Rather than bore you with every little detail about the rest of my bale planting – here is a quick summary:
June 12 – Another 10 tomatoes (1 Tiny Tim, 7 Grape, 1 Lemon Boy, 1 Cherokee Purple)
June 17 – Ground Cherry (railway tie bed – under bush in unused bale)
June 18 – 14 more tomatoes – including all the plants in the new bale rows (2 Sun Sugar, 1 Sugary, 2 Tumbling Tom, 6 Grape, 1 Cherry Falls, 1 Cherry Red, 1 Chadwick’s Cherry)
June 21 – 3 Cantaloupes + 1 Sujo Long cucumber
June 22 – 2 Armenian cucumbers + 2 Sujo Long + another Ground Cherry
July 8 – 4 Blondkopfchen tomatoes (had grown from seed so pretty small)
As of this writing, there are only two bales currently without any plants in them. I actually removed two bales from the long bed a little while back so I could use them for mulching, and these were replaced with newer bales once I received my second load.
Planting methods have varied somewhat, but my main strategy has been to work quite a lot of vermicompost/soil into the bales, especially in the zone below each planting hole. I figure that even if the bale itself isn’t quite “ready” for roots, the added soil material would at least provide the plant roots with more space to spread out in.
On June 18th, many of the bales received an additional treatment with compost/soil + blood meal + rock dust (this was the day I was planting in the new untreated bale rows – so I felt this was extra important for those bales).

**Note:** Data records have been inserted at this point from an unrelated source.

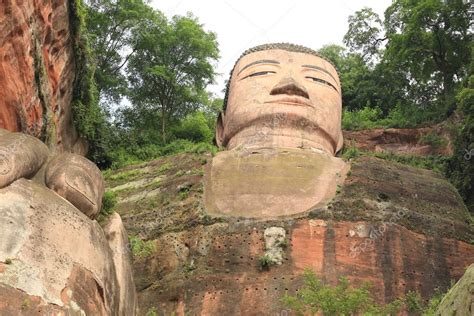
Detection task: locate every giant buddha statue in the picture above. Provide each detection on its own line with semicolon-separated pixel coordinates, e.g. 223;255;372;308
0;129;136;315
136;44;474;315
205;44;347;218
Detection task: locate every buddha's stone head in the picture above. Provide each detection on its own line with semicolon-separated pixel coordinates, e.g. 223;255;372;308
216;43;343;155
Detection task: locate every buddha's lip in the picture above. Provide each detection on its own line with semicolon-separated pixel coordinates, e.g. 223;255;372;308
264;96;313;107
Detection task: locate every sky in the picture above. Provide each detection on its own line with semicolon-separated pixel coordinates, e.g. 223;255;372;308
151;0;391;97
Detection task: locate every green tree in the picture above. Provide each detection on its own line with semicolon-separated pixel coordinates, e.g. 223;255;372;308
344;7;387;60
86;0;153;106
384;0;473;102
127;12;219;143
446;71;474;214
282;269;401;315
344;0;473;110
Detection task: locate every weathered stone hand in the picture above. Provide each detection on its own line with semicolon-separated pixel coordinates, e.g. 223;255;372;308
45;153;104;218
0;129;49;188
0;129;104;218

Overall, growth in the bales has been quite variable. I think it’s safe to say that, on average, the plants have done considerably better in the worm bed bales (those around the railway tie bed and the long bed) than in the newer bale rows. Of course, this isn’t too surprising, since the worm bed bales have had a much longer priming period.
Early on, I was actually ready to yank out what I assumed were basically dead tomato plants in some of the row bales.Thankfully, I decided to just leave them be – and some of them have made a pretty amazing recovery.

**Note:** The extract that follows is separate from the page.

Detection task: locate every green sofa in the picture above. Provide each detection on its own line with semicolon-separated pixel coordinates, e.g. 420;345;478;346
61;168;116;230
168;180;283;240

Here’s probably the most dramatic comeback. The “before” image is terrible, but basically all that was left was a dead looking stem. Gradually new leaves started to grow back, and as you can see on the right, the plant is looking much better now.
What’s interesting is that mushrooms have been growing out from most of the bales any time I’ve watered or it has rained. This is a pretty good indication of the fact that there is still a lot of decomposition going on inside the bales.
Any of the semi-treated bales I’ve pulled apart (to use as mulch etc) have been loaded with fungal growth. They’ve also been surprisingly dry inside. This certainly helps to explain the lack of stellar plant growth in the bales thus far.
I actually conducted a little experiment to see what the worms thought of this material once well moistened (and kept moist) – but I’ll tell you about that in another blog post.
All things considered, I’m still pretty happy with the way things are working out so far.
Not TOO bad considering it’s my first year trying out this method!
My (optimistic) hunch is that it’s only going to improve from here – as these bales continue to break down and soak up more moisture. This is especially true for the bales surrounding the worm beds. Once those beds are actually “full”, the plant roots will have much more room to spread out – and there will likely be more nutrients available as well.
In other vermigardening news…
With the surplus of hay I’ve had on hand, I decided to also test out the “deep mulch gardening” method (with a vermi-twist) – yet another approach I was introduced to thanks to the Homegrown Food Summit. This method is a lot closer to my own comfort zone, and I’ve been pleased with the results thus far!